His son Wyatt began screeching out by the door like a crow. “Can’t he open that door by himself?” He let go his wife’s hand and scratched his belly viciously.
“Maybe his hands are full,” Stevie said.
“You want the door open talk English!” James shouted down the stairs. There was a big Corning Ware pot on the stove, and suddenly he noticed that the windows were steamy near the ceiling and the walls dripped with a little moisture: she’d been cooking stew, or soup. Claustrophobia touched him. He went to the head of the stairs and saw his son at the screen door down there, wearing a green cowboy hat with a string that went under his chin, his hands dangling at his sides, screeching for assistance and pretending he didn’t know how to talk or open a door. “Hey,” James said. “Open up that door by yourself.”
“Baby—” Stevie said, as the boy let out another yodel of feigned despair.
“He’s acting like a two-year-old,” James said to her, and spoke softly and clearly down the stairs: “Shut up and open that door.” Wyatt kept on hollering wordlessly, kind of talking around James, James perceived, to the boy’s mother — as if James weren’t standing there at all. An almost uncontrollable rage gripped the father in the region of his heart. “If I have to come down those stairs, I will make you regret it forever,” he told his son. Then he came down the stairs two at a time and shoved the door open violently, so that Wyatt sat down and set up a cry that was completely genuine and more than somewhat terrified. James yanked him up onto his feet by the hand and showed him the door. He was surprised to find that he was still holding his can of beer, and he took a drink from it, making a conscious effort to slow himself down. “Now you reach up and open that motherfucking door, or I will kill you,” he told his son.
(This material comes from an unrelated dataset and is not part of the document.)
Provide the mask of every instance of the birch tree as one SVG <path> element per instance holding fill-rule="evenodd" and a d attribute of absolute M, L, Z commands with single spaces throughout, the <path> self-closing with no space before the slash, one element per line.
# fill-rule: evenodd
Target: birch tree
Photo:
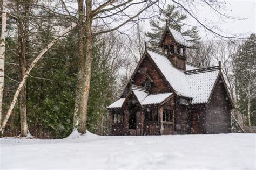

Wyatt raised his arm and let it fall back, giving out with miserable sobs. “Don’t fuck with me,” James said, and turned him around and spanked him hard three times on the seat of his oversized black shorts. He put him back in front of the door. “Go, you little shit,” he said. “Do not disobey me.” Although Wyatt lifted his arm and took hold of the doorlatch, he seemed helpless to operate it. Convinced he was shamming, James turned him around and slapped his face back-and-forehanded, and Wyatt fell as if struck by paralysis onto the wooden porch. His sobs carried out over the street. James stood over him with a beer in his hand.